The imagery might resonate with homosexual rights activists and their allies, but it is angering many black Americans, who are offended that their struggle for equal rights is being associated with the dismantling of what they consider a divinely inspired and socially essential institution.

"We find the gay community's attempt to tie their pursuit of special rights based on their behavior to the civil rights movement of the 1960s and 1970s abhorrent," Bishop Andrew Merritt of Straight Gate Ministries and several other Detroit pastors said recently in a statement supporting traditional marriage. "Being black is not a lifestyle choice."

The Rev. Jesse Jackson also has said homosexual rights are not the same as civil rights.

"Gays were never called three-fifths human in the Constitution," he recently told Boston-area students.

But equating homosexual rights with civil rights is an analogy that has been used for years and is supported by icons such as Coretta Scott King, Julian Bond and Rep. John Lewis, Georgia Democrat.

"Of course there's a reason the National Gay and Lesbian Task Force links the issues of African-American civil rights and homosexual civil rights: Coretta Scott King, Martin Luther King's widow, told them to," said an article at www.hatecrime.org, which lists statements by Mrs.
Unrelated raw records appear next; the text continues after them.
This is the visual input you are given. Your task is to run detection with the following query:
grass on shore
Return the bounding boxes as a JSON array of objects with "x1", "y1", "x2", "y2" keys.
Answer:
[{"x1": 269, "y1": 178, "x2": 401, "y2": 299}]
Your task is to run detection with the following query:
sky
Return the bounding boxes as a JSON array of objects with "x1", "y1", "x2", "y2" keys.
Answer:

King.

Black Americans have been liberal on many social issues, "but not this one," according to Star Parker, a California-based conservative leader.
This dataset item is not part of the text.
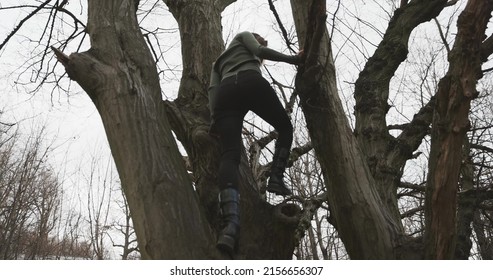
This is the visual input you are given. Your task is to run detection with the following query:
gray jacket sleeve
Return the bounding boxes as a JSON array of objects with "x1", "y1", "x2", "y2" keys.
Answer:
[{"x1": 237, "y1": 31, "x2": 300, "y2": 64}]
The homosexual "marriage" issue "is where we get off the bus," she said.

Several black pastors are gathering today in San Francisco for the first of several rallies to denounce same-sex "marriage." Others are planning rallies in Boston on March 11, when Massachusetts lawmakers reconvene to consider an amendment upholding traditional marriage.

Tomorrow on Capitol Hill, Senate Majority Leader Bill Frist, Tennessee Republican, is set to join black and Hispanic leaders in supporting a federal marriage amendment.

"Black pastors understand what's at stake here, and they're not going to put their color before Christ," said Mrs. Parker, whose group, Coalition on Urban Renewal and Education, is helping organize the San Francisco rallies. "You want to wage war with the black evangelical church? You got it."

Black opposition to homosexual "marriage" could have major political consequences. Already, the portion of black Americans identifying with the Democratic Party has fallen from 74 percent in 2000 to 63 percent in 2002, according to the Joint Center for Political and Economic Studies.

Few, if any, polls specifically have identified opposition to homosexual "marriage" as a reason to leave the Democratic Party.

But "communities of color" are the strongest supporters of traditional marriage and amendments to protect it, said Matt Daniels, executive director of the Alliance for Marriage, which supports a federal marriage amendment and has the Rev. Walter Fauntroy, former D.C. delegate, on its board.

People in black churches are watching this marriage debate, "and they are saying to themselves, 'There is something to this that is not right. It's not right at all,'" said the Rev. Jeffrey L. Brown, a Cambridge, Mass., pastor who has joined others in the Black Ministerial Alliance of Greater Boston.